Preparation of nm-ordered barium titanate fine particles using the 2-step thermal decomposition of barium titanyl oxalate and their dielectric properties

The new 2-step thermal decomposition method using barium titanyl oxalate (BaTiO(C₂O₄)₂·4H₂O) was proposed to obtain impurity-free and defect-free nm-sized barium titanate (BaTiO₃) particles. At the 1st step, BaTiO(C₂O₄)₂·4H₂O was annealed at 400°C for 1 h in the O₂ flow. This product obtained at 400°C was amorphous, but its chemical composition was BaCO₃-TiO₂. At the 2nd step, the amorphous compound was annealed under vacuum. Finally, the BaTiO₃ single crystals with a size of 16.5 nm were prepared around 620°C. Their characterization was done using various methods.

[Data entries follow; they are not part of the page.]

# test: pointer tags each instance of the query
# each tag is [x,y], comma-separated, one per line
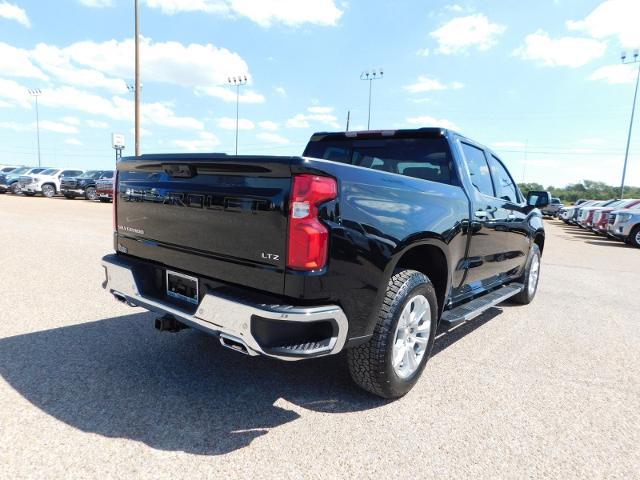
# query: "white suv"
[47,182]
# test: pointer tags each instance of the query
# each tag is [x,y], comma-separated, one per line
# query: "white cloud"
[15,62]
[228,123]
[420,100]
[263,12]
[304,120]
[44,125]
[206,141]
[429,84]
[116,108]
[611,18]
[564,51]
[172,62]
[75,121]
[14,93]
[97,3]
[463,33]
[268,125]
[320,110]
[59,63]
[228,95]
[273,138]
[96,124]
[508,144]
[427,121]
[592,142]
[57,127]
[615,74]
[13,12]
[17,127]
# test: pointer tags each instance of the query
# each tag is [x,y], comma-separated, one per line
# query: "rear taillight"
[308,237]
[115,203]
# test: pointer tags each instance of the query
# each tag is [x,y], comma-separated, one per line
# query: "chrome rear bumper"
[232,319]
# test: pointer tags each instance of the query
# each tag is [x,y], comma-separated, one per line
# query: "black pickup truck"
[365,243]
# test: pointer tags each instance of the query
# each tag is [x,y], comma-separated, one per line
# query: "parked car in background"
[569,214]
[7,179]
[104,187]
[589,212]
[46,182]
[553,208]
[16,186]
[586,212]
[82,186]
[625,225]
[601,216]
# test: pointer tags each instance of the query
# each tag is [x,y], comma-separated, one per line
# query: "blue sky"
[541,83]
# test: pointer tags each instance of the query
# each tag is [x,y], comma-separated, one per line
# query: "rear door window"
[425,158]
[505,188]
[478,169]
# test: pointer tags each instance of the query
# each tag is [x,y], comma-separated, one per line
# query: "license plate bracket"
[181,286]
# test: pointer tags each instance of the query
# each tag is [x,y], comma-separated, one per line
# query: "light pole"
[237,82]
[137,80]
[623,58]
[370,76]
[35,93]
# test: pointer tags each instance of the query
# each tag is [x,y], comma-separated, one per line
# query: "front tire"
[530,277]
[90,193]
[634,237]
[392,360]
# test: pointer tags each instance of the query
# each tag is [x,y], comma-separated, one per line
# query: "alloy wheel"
[411,336]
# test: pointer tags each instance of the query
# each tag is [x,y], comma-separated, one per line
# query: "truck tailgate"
[218,216]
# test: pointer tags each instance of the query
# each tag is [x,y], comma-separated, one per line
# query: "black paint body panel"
[220,215]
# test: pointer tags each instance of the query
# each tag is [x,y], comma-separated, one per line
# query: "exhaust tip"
[234,344]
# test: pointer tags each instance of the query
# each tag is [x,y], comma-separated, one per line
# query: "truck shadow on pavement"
[120,378]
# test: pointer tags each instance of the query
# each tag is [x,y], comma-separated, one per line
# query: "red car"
[601,216]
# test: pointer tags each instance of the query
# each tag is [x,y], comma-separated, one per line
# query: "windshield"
[91,174]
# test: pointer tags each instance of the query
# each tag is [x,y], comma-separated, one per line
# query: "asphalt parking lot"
[88,388]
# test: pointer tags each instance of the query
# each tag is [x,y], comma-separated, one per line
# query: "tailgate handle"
[178,170]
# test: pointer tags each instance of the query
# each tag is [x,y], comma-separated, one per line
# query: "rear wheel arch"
[538,239]
[431,260]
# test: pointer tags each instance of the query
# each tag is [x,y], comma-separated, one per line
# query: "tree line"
[588,189]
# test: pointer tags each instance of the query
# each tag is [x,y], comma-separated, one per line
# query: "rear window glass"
[425,158]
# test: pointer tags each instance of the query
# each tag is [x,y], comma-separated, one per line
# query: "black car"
[366,243]
[83,185]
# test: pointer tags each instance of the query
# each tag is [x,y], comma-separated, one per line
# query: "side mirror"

As the impurities, the surface adsorbed hydroxyl group (OH) and the surface adsorbed carbonate (CO₃^-)were detected, but no lattice hydroxyl group was detected using IR. These results suggested that the BaTiO, crystallites have less impurity in their lattice. The relative density of the BaTiO, crystallites was over 98%. Moreover, a new powder dielectric measurement was proposed. This method was composed of two parts; (1) the dielectric measurement using the slurry of the BaTiO₃ crystallites with 1-propanol and (2) the simulation using the electrostatic field analysis of the finite element method. When these two kinds of the values becomes to same, the dielectric constant of the BaTiO, crystallites can be determined. Using this powder dielectric measurement, the dielectric constant of the BaTiO₃ crystallites with a size of 16.5 nm were determined at almost 400.